Nearly one year after American troops started returning to Iraq to assist local forces, Obama said the Islamic State remains "nimble, aggressive and opportunistic." He touted "significant progress" in areas where the U.S. has trained Iraqis to fight but said forces without U.S. assistance are often ill-equipped and suffer from poor morale.
IS fighters captured the key Anbar provincial capital of Ramadi last month, prompting Defense Secretary Ash Carter to lament that Iraqi troops lacked "the will to fight." That was a strikingly negative assessment of a military that has been the beneficiary of billions in U.S. assistance dating back to the war started during the administration of U.S. President George. W. Bush in 2003.
Still, Obama indicated that simply increasing the number of Americans in Iraq would not resolve the country's issues. The U.S. currently has about 3,000 troops there for train-and-assist missions.
"We've got more training capacity than we have recruits," he said at the close of a two-day Group of Seven meeting at a luxury resort tucked in the Bavarian Alps.
Judge orders last of the 'Angola 3' released
NEW ORLEANS - The last of the "Angola Three" inmates, whose decades in solitary confinement in connection with the death of a prison guard drew international condemnation and became the subject of two documentaries, was ordered released Monday.
The ruling would free Albert Woodfox, 68, after more than 40 years in solitary, which human rights experts have said constitutes torture.
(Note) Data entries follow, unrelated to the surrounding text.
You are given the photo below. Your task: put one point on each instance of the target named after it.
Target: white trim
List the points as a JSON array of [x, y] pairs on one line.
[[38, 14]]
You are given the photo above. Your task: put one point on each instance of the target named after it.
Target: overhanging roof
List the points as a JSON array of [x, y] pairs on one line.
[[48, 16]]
U.S. District Judge James Brady of Baton Rouge, La., ordered the release of Woodfox and took the extraordinary step of barring Louisiana prosecutors from trying him for a third time.
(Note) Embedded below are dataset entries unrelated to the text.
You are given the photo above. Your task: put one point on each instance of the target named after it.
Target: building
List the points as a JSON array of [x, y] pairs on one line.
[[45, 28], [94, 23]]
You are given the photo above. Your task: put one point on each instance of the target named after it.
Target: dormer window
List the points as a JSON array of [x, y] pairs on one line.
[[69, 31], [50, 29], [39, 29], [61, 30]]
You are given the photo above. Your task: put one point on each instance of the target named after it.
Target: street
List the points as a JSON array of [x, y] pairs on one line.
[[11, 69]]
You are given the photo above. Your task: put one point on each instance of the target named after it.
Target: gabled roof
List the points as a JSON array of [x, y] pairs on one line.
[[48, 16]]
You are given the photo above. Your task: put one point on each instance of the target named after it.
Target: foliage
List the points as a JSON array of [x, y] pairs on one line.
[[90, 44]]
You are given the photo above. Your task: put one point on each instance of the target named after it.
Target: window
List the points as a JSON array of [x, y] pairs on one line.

A spokesman for the Louisiana attorney general said the state would appeal Brady's ruling to the 5th U.S. Circuit Court of Appeals "to make sure this murderer stays in prison and remains fully accountable for his actions."
Woodfox was placed in solitary confinement in 1972 after being charged in the death of a Louisiana State Penitentiary guard in April of that year.
Investigators probe audacious prison breakout
DANNEMORA, N.Y. - Investigators questioned prison workers and outside contractors Monday to try to find out who may have helped two killers obtain the power tools they used to escape from a maximum-security institution in an audacious, "Shawshank Redemption"-style escape.
The manhunt stretched into a third day, with law officers questioning drivers and searching trunks at checkpoints near the Clinton Correctional Facility in far northern New York, even though authorities said David Sweat and Richard Matt could be anywhere - perhaps Canada or Mexico.
With authorities warning that the men were desperate and dangerous, some residents were nervous over the escape from the 3,000-inmate prison in the middle of the small town of Dannemora, close to the Canadian border. But others figured the killers were long gone.
"We always joke about it. We're so close to the prison - that's the last place that anyone who escaped would want to be," Jessica Lashway said as she waited for the bus with her school-age children a few doors down from the hulking, fortress-like prison.
Sweat, 34, and Matt, 48, sliced through a steel wall, crawled down a catwalk, broke through a brick wall, cut their way in and out of a steam pipe and emerged through a manhole to make their escape, discovered early Saturday, authorities said.
Turkey's Erdogan loses 'cloak of invincibility'
ISTANBUL - In normal times, you can't escape President Recep Tayyip Erdogan in Turkey. His voice booms from television screens, his hands wave at campaign rallies and his face smiles from billboards.
Yet as Turkey digested the surprise sinking of support for his long-dominant party, Erdogan's only reaction came in a brief written statement Monday appealing for unity - and acknowledging the sudden need to make new political friends.
"Our people's will is above everything else," said Erdogan, conceding that the new political landscape "does not allow any party the possibility to govern alone."
Photographer of 'napalm girl' returns to scene
TRANG BANG, Vietnam - He stands in the northbound lane of Vietnam's Highway 1, traffic swirling around him, horns honking. He is pointing. Right there, he says - that's where it happened. That's where the screaming children appeared. That's where I made the picture that the world couldn't forget.
Huynh Cong "Nick" Ut was 21 on that day more than half a lifetime ago when he stood on the same road, pointed his camera northeast and captured one of history's most famous images - a naked Vietnamese girl screaming and fleeing after South Vietnamese planes looking for Viet Cong insurgents attacked with napalm from the air.
On Monday, 43 years later to the day, Ut went back to document some of his Vietnam War memories with a tool from an entirely different era - a 4-ounce iPhone 5 equipped with the ability to send photos to the world in the blink of a digital eye.